House with a Brick Veil
With increasing unplanned urbanization in several developing nations, most residential neighborhoods have become jungles of concrete and noise – both visual and aural. Built within a congested locality in Central Delhi, the House with a Brick Veil seeks to negotiate the fine line of privacy and connection with neighborhoods. It explores potential solutions for middle class multi-dwelling units built on tight site constraints allowing their residents to enjoy their connection with nature.
The site offered scant views except for a few scattered trees. It is enveloped on the South East, North West and North East sides by major and secondary roads respectively – subjecting one to ugly views of congested streets and high levels of noise especially during the day. The best light (from the south quadrant) and the worst views also concur in the same zones.
The brief was primarily to create a calm oasis within this chaotic neighborhood.

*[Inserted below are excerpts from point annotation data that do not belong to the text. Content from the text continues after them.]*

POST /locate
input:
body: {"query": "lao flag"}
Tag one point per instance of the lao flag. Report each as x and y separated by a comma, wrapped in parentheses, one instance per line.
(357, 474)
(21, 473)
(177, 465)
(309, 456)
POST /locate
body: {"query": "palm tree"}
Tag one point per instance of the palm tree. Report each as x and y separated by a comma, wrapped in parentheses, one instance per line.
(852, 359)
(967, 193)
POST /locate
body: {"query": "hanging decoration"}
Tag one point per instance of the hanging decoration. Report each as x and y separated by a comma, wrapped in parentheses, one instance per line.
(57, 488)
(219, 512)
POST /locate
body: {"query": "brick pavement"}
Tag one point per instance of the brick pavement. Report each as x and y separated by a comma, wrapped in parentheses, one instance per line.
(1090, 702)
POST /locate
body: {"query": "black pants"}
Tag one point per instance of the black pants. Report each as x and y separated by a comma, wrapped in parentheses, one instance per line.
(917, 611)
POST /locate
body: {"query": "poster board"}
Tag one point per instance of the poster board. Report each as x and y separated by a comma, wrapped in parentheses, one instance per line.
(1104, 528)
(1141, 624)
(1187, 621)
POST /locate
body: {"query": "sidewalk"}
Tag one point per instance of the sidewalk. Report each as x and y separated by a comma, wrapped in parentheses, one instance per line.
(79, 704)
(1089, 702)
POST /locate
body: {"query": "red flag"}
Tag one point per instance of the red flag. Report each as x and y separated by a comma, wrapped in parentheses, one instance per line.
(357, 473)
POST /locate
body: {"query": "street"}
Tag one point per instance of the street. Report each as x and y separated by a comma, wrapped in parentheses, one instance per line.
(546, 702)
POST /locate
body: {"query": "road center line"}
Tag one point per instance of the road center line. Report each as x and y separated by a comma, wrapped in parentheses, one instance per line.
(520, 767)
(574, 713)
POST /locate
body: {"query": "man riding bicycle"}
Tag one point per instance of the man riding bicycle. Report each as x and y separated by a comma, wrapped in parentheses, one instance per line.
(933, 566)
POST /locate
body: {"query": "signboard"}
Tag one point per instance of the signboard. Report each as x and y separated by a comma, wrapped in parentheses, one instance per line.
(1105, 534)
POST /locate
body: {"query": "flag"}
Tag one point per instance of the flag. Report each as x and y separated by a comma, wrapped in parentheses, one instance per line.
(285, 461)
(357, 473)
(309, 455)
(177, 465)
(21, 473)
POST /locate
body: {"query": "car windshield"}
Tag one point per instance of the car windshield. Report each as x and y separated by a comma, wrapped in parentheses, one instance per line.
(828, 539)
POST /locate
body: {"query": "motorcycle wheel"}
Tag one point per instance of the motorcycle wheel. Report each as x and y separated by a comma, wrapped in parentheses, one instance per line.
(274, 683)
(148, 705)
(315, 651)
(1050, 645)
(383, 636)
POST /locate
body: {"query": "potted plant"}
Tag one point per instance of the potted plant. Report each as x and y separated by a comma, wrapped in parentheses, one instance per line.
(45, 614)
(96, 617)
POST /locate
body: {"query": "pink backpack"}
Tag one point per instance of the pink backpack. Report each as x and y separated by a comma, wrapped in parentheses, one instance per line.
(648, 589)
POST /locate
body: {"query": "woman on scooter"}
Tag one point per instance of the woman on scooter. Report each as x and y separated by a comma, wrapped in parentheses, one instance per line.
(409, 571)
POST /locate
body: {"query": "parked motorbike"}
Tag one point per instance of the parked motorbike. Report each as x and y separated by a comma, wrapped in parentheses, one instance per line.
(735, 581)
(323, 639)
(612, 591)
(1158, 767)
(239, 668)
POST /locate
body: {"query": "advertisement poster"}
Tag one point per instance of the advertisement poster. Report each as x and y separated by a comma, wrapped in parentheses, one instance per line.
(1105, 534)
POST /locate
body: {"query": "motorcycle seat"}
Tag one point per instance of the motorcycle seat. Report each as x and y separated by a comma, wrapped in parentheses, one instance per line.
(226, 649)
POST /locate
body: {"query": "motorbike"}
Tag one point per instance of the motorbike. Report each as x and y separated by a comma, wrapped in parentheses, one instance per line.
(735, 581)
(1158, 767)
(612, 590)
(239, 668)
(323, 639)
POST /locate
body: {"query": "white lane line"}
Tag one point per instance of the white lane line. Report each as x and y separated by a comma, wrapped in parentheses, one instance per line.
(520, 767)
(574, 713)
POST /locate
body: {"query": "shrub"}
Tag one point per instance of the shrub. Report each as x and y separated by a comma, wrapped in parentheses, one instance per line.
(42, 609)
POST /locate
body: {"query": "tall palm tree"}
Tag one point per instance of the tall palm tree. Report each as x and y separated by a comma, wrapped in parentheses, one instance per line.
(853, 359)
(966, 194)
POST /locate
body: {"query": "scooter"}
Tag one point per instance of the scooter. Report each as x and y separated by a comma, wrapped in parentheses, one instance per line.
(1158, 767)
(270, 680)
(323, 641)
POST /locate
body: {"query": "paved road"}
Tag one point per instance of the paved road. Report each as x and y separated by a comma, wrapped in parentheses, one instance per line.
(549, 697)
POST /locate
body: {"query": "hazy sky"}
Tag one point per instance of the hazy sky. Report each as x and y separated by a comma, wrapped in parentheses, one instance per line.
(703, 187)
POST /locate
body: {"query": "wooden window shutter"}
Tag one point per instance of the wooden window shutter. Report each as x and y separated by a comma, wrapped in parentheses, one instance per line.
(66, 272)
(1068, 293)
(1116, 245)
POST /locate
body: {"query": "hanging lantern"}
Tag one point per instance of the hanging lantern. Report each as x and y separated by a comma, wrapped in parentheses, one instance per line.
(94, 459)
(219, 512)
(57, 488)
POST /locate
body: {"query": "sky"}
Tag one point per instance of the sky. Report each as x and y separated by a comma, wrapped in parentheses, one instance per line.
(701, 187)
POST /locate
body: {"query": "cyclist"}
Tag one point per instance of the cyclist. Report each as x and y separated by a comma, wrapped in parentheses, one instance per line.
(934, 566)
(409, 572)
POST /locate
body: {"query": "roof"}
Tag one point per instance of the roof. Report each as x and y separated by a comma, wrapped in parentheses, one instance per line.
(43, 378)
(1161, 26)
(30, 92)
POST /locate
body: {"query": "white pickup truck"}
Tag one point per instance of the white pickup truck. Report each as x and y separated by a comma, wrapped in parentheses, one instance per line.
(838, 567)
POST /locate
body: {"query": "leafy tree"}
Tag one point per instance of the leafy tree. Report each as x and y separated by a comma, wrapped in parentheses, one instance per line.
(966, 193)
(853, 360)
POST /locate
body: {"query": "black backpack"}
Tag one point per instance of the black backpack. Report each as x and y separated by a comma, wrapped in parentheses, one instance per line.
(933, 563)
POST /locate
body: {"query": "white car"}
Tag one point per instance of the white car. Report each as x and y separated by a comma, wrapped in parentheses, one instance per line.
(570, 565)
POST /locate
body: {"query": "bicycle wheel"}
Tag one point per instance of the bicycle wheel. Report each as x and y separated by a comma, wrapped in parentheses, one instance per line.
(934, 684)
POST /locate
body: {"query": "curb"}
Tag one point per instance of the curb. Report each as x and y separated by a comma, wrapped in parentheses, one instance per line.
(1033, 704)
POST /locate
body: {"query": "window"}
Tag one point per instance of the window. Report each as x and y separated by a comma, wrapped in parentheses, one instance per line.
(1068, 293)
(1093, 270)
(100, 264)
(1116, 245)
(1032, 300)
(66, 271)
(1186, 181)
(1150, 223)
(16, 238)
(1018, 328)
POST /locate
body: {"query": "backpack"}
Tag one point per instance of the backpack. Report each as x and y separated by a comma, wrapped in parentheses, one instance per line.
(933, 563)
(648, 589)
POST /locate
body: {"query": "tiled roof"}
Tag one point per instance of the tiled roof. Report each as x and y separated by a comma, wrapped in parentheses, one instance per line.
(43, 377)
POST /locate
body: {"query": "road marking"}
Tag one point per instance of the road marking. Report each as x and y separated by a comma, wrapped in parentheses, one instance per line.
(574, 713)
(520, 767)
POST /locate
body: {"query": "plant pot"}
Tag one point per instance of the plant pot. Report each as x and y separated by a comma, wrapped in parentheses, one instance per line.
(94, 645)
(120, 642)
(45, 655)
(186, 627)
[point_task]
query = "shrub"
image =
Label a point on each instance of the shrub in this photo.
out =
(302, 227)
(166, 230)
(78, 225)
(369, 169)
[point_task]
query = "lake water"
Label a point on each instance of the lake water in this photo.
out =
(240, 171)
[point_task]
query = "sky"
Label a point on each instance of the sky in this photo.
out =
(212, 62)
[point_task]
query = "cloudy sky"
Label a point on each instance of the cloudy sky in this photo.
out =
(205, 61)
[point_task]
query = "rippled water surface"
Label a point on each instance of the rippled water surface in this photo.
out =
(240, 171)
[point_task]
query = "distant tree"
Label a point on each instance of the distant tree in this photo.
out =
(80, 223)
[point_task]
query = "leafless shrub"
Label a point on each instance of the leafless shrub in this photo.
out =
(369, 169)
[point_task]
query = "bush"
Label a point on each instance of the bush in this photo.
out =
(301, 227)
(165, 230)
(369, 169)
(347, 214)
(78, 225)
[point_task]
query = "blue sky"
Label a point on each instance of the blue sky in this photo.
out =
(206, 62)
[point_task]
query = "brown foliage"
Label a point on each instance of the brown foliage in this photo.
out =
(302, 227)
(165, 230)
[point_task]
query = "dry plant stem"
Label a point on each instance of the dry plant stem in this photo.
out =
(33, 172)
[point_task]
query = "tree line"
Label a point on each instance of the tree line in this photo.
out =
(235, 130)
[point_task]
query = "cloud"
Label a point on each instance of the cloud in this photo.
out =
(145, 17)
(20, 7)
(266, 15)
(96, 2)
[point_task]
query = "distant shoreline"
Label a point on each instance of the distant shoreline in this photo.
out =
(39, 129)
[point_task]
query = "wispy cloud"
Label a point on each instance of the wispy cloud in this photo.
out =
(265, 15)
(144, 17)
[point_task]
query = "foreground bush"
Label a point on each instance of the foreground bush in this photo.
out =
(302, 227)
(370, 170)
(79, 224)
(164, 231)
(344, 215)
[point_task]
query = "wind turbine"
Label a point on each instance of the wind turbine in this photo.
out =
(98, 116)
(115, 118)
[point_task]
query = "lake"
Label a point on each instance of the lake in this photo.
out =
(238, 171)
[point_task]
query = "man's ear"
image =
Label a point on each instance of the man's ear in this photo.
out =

The House is built as a stack of 3 apartments – a duplex for the conservative retired couple and two smaller flats for their married children and families. The layout for the combined 1000 sqm floor plate (about 200 sqm per floor) residence utilizes the maximum permissible built-up area.
In keeping with a strong tradition of brick production in the region - the building was conceived as a brick masonry structure with a high thermal mass maximizing daylight and minimizing solar gain. A 345 mm thick “brick veil” wraps around the building - as a buffer between the home and the city - floating away from it at times to form intimate courtyards for light and ventilation.
The form of the house has been generated as a response to its context - a combination of its setting, climatic orientation, the building bye-laws and client requirements. This meant keeping living spaces away from the South East face, the noisier side of the road, which allowed the South winter sun to penetrate the house in cold Delhi winters. Sections were configured to respond to potential views from the house.
The geometry of openings in the brick veil is independent of the fenestration of each floor thus allowing a hit-and-miss line of sight through them - juggling privacy and framing views to the outside. Natural light and ventilation fill the building while screening residents from the heavy traffic nearby.
With courtyards on either side, rooms are laid around the core of living spaces. Folding doors and sliding partitions allow seamless flow of spaces for the small house to function flexibly. Small terraces are pulled into the house, flowing out from either side of the central living spaces into the twin courts to serve floating landscapes.
Materials that age gracefully over time have been used to keep the construction process honest while highlighting a high degree of artisanal craftsmanship. Details like stained glass windows and reclaimed doors are inserted into the new construction of exposed brick, cast in-situ terrazzo floors and planked concrete slabs; imbuing it with a modern narrative rooted in tradition.
The project was a finalist for the House of the Year at World Architecture News (WAN) Awards 2016.